Elle est à la fois profonde, ancrée dans la durée et difficilement réversible car cristallisée par des changements de force en profondeur dans le mouvement, à savoir la mise à l’écart de la ligne dure, même si bien sûr les radicaux sont loin d’avoir tous disparus. 

Elle reste pourtant sans discours sur sa propre transformation. Révolution silencieuse pour les uns, dont je suis, ou conspiration du silence d’un nouveau pouvoir déjà passé maître dans l’art de la taqiyya et de la dissimulation, pour les sceptiques cherchant une oriental touch. Il est sans doute un peu tôt pour répondre de manière définitive.

Ce que nous pouvons en revanche d’ores et déjà affirmer, c’est que cette déradicalisation est unique dans le paysage djihadiste, et ce, à deux titres. D’une part, il ne s’agit pas d’une révolution doctrinale alors qu’habituellement les djihadistes commencent par l’idéologie, comme l’ont fait les djihadistes égyptiens ou libyens. D’autre part, c’est une déradicalisation qui s’effectue par un acteur en position de force alors que la déradicalisation des djihadistes est d’ordinaire le produit d’une phase de faiblesse, et de l’expérience carcérale. 

La déradicalisation s’effectue ici en position de pouvoir. Plus que cela, elle est le produit de l’exercice du pouvoir et des contraintes qu’il véhicule. 

HTC s’est fait transformer par la société qu’il contrôle. Sa déradicalisation, c’est du salafisme à l’envers.

Lorsqu’on est contraint de faire alliance avec l’armée turque, armée de l’Otan émanant de l’expérience d’un État laïc, il faut répondre à ceux qui rejettent le principe de recherche d’appui sur des forces infidèles.

Lorsqu’il s’agit de réaffirmer l’autorité de la ligne de HTC face au discours des idéologues du djihad global, l’adoption de l’école de jurisprudence chaféite permet de produire de la légitimité locale et du contrôle religieux. Le chaféisme n’est ainsi pas le reflet d’un traditionalisme mais le produit d’une stratégie affirmée de différenciation. 

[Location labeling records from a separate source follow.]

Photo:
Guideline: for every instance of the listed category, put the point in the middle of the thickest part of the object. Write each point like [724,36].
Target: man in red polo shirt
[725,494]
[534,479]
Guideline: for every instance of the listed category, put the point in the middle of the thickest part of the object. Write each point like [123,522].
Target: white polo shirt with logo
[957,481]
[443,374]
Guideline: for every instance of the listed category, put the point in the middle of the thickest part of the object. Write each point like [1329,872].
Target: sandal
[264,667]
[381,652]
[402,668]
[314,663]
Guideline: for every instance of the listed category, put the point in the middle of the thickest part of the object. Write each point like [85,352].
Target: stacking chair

Lorsqu’il s’agit de gérer un champ religieux très dense avec plus de 1 200 mosquées, de multiples instituts de charia issus pour la plupart de la tradition soufie, contrairement à l’État islamique prêt à imposer son dogme à tout prix, HTC « fait avec », c’est-à-dire réhabilite le bas clergé local et ses visions du monde. 

Quand les nouvelles recrues sont du terroir, peu éduquées, plus attachées à la défense de leur village qu’à l’avènement d’un califat mondial et que, de surcroît, l’État islamique reste un concurrent, la formation idéologique des combattants est révisée à la baisse, à la fois simplifiée et déradicalisée : il faut faire rempart – au risque de défections vers l’État islamique – et rendre accessible. 

De fil en aiguille, HTC a progressivement amorcé un cours « thermidorien » et renoncé à « purifier le dogme » et la société, c’est-à-dire renoncé à l’idéal salafiste de la tabula rasa et, toujours plus – et de manière largement empirique – compose avec « l’inertie du social », selon les termes de l’historien François Furet. HTC s’est fait transformer par la société qu’il contrôle. La déradicalisation de HTC, c’est du salafisme à l’envers.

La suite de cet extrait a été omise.